Indepth Arts News:
"John James Audubon in the West: The Last Expedition - Mammals of North America"
2000-06-23 until 2000-09-24
Buffalo Bill Historical Center
Cody, WY,
USA
Most know that John James Audubon was determined to document all the species of American birds in their natural habitat. However, in 1843, Audubon made an historic trip up the Missouri River to see first-hand and document North American, four-legged animals. This remarkable trek resulted in Audubon's dramatic catalog of mammals called The Viviparous Quadrupeds of North America and is the story told in this Buffalo Bill Historical Center exhibition.

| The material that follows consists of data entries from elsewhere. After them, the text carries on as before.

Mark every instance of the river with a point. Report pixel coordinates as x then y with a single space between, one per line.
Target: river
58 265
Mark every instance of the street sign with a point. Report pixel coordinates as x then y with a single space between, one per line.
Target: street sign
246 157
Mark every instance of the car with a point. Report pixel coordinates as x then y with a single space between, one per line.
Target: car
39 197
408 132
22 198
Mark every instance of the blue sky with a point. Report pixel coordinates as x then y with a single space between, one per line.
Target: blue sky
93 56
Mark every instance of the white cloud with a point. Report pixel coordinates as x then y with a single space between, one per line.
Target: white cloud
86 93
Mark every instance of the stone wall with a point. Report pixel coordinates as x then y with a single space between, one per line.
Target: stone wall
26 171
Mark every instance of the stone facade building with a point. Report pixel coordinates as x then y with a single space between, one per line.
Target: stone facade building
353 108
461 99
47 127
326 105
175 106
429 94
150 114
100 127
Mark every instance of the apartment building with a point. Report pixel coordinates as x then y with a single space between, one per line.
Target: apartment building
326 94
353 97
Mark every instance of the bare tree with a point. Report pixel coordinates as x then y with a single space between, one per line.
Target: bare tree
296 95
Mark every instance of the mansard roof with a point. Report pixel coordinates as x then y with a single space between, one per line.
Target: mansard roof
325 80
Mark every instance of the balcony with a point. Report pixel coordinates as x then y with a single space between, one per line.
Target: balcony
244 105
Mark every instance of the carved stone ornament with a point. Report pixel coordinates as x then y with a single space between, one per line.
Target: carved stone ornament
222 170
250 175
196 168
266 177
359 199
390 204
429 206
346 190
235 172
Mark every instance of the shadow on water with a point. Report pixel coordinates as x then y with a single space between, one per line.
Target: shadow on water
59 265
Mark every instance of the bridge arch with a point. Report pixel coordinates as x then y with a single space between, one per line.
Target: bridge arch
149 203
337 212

Curator of the Whitney Gallery of Western Art Sarah Boehme explains, John James Audubon is associated with artistic images of birds, with conservation issues, and with geographic locations of the Deep South. He doesn't immediately spring to mind when we think of the major artists of the American West, such as George Catlin, Thomas Moran, Albert Bierstadt, Frederic Remington and Charles M. Russell. Yet Audubon made this important trip to the West, traveling up the Missouri River as far as the trading post Fort Union. He saw many of the same sites as Catlin and the Swiss artist Karl Bodner who also portrayed the region in the early nineteenth century.
The special exhibition John James Audubon in the West: The Last Expedition: Mammals of North America is being made possible by a grant from the Shell Oil Company Foundation. The exhibition closes September 24, 2000 and will travel to Philadelphia, Los Angeles and Houston.